Essen. Mit ihrem Podcast „Senf aus Hollywood“ starten Bill und Tom Kaulitz ein neues Format, ehrlich und direkt. Was die Fans genau erwartet.

Sie sind eins der bekanntesten Zwillingspaare Deutschlands. Gemeinsam mit ihrer Band Tokio Hotel wurden Bill und Tom Kaulitz vor 16 Jahren mit ihrem Song „Durch den Monsun“ bekannt. Seitdem ist viel passiert, die beiden leben mittlerweile in Los Angeles und sind für die Fans nicht mehr so oft zu sehen. Dafür kann man sie jetzt häufiger hören. Am 1. September startet, pünktlich zu ihrem 32. Geburtstag, ihr Podcast „Senf aus Hollywood“. Über das neue Format, einen möglichen Gastauftritt von Toms Ehefrau Heidi Klum und ihre Vergangenheit haben die beiden mit Maximilian Villis gesprochen.

Ihr Podcast wird als „so ehrlich wie noch nie“ beschrieben. Was genau steckt dahinter?

Bill Kaulitz: Wir bauen ein Mikrofon auf und sind so wie sonst auch. Tom und ich besprechen uns schon seit unserer Kindheit. So machen wir das heute auch noch. Wir sind mit einem Gesprächspartner groß geworden, den wir immer noch haben. Wir haben immer alles diskutiert. Eigentlich ist so ein Podcast ein Format, das für uns erfunden wurde (lacht). Es war die Idee von Freunden, die gesagt haben, wieso wir nicht einfach ein Mikrofon aufstellen, wenn wir uns im Studio treffen und uns unterhalten. Viele wissen, glaube ich, gar nicht, wie lustig, sarkastisch, ehrlich und manchmal auch kaputt wir sein können.

Vergessen Sie währenddessen denn wirklich, dass Mikrofone aufgebaut sind?

Tom Kaulitz: Dadurch, dass außer Bill und mir niemand in dem Raum ist, ist es wirklich authentisch. Für uns war es wichtig, eine Atmosphäre zu haben, wo wir uns absolut wohlfühlen, und das ist in unserem Tonstudio in L.A. der Fall. Es soll nicht das Gefühl aufkommen, dass wir in irgendeiner kontrollierten Umgebung sitzen, wo man aufpassen muss, was man sagt.
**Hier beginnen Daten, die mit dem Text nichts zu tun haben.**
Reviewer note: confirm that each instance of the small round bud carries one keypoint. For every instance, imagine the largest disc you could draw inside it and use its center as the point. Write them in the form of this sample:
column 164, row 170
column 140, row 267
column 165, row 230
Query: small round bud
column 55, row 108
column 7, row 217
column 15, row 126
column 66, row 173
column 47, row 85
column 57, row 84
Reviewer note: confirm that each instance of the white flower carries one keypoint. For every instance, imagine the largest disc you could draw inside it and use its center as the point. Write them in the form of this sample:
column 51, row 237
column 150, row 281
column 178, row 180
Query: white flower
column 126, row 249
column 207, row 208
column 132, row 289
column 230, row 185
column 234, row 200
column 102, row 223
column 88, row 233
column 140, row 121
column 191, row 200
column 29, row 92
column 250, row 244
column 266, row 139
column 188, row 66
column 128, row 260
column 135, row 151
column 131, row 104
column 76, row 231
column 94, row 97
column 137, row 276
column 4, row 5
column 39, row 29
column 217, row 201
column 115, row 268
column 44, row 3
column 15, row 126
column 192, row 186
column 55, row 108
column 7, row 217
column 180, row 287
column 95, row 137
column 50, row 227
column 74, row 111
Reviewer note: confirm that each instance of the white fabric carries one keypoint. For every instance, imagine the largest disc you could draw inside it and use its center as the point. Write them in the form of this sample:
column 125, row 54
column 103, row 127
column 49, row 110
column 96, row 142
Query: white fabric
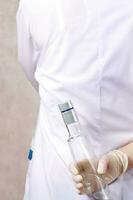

Bill: Es gibt auch keine Themen, die wir vorab besprechen. Wir legen uns nichts zurecht oder vereinbaren irgendwas. Es gibt zwar Kategorien, die wir immer mal wieder aufgreifen, es ist aber nichts geplant. So wollen wir das auf jeden Fall beibehalten. Wir wollen den Zuhörer zu unserem Drilling machen (lacht). Er soll dabei sein und erleben, wie wir quatschen.

„Der Podcast soll nicht nur die Tokio-Hotel-Anhänger erreichen“

Wollen Sie Ihre Fans dadurch auch näher heranholen?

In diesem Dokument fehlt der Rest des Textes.